Cabe mencionar que la Corte Constitucional en la sentencia T-615 de 2016, hizo referencia a cuándo debía o no aplicarse su precedente relacionado con el IBL, para lo cual señaló que los parámetros establecidos en la sentencia C-258 de 2013, no resultan aplicables a aquellas pensiones consolidadas con anterioridad a su expedición. 68. Ahora bien, esta Sala, con fundamento en la tesis expuesta en la sentencia T-615 de 2016, consideró en providencias anteriores[33] que aunque prevalecía la posición de la Corte Constitucional, frente a las de las demás altas Cortes, lo cierto es que en cada caso hay que aplicar la tesis vigente al momento de adquirir el derecho pensional, posición, que fue modificada en consideración a que: a. Dicha decisión fue declarada nula mediante Auto 229 de mayo 10 de 2017 (el cual se encuentra debidamente publicado), puesto que la Corte Constitucional consideró que este fallo no tuvo en cuenta el precedente contenido en las sentencias C-258/13, SU-230/15 y SU- 405/16, según el cual el IBL de los beneficiarios del régimen de transición previsto en el artículo 36 de la Ley 100 de 1993 no puede ser el estipulado en el sistema pensional anterior al cual se encontraban afiliados, sino el previsto en el inciso tercero de esa norma.
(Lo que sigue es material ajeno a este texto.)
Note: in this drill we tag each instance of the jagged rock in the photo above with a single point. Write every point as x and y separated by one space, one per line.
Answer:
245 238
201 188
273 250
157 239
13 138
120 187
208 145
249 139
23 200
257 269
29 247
Además, el máximo tribunal constitucional advirtió sobre la obligación de acatar la línea jurisprudencial de las decisiones emitidas por la Sala Plena. b. Si bien en esa posición se acepta que el precedente obligatorio es el de la Corte Constitucional, lo cierto es que condiciona su aplicación a que el derecho pensional se cause después de proferida la sentencia de unificación SU-230 de 2015, lo cual, implica que en la práctica el precedente de la Corte no es aplicable a ningún caso. 69.

Lo anterior, toda vez que según el Acto Legislativo 01 de 2005, que establece el régimen de transición que trata la Ley 100 de 1993, se extendió hasta el 31 de diciembre de 2014. 70. En ese orden de ideas, la última de las oportunidades para cumplir con los requisitos para ser beneficiarios del régimen de transición, fue para aquéllas personas que al 31 de diciembre de 2014, adquirieron su estatus pensional, pues después de esta fecha no es posible acogerse al régimen anterior, y empezó la aplicación plena de la Ley 100 de 1993. 71.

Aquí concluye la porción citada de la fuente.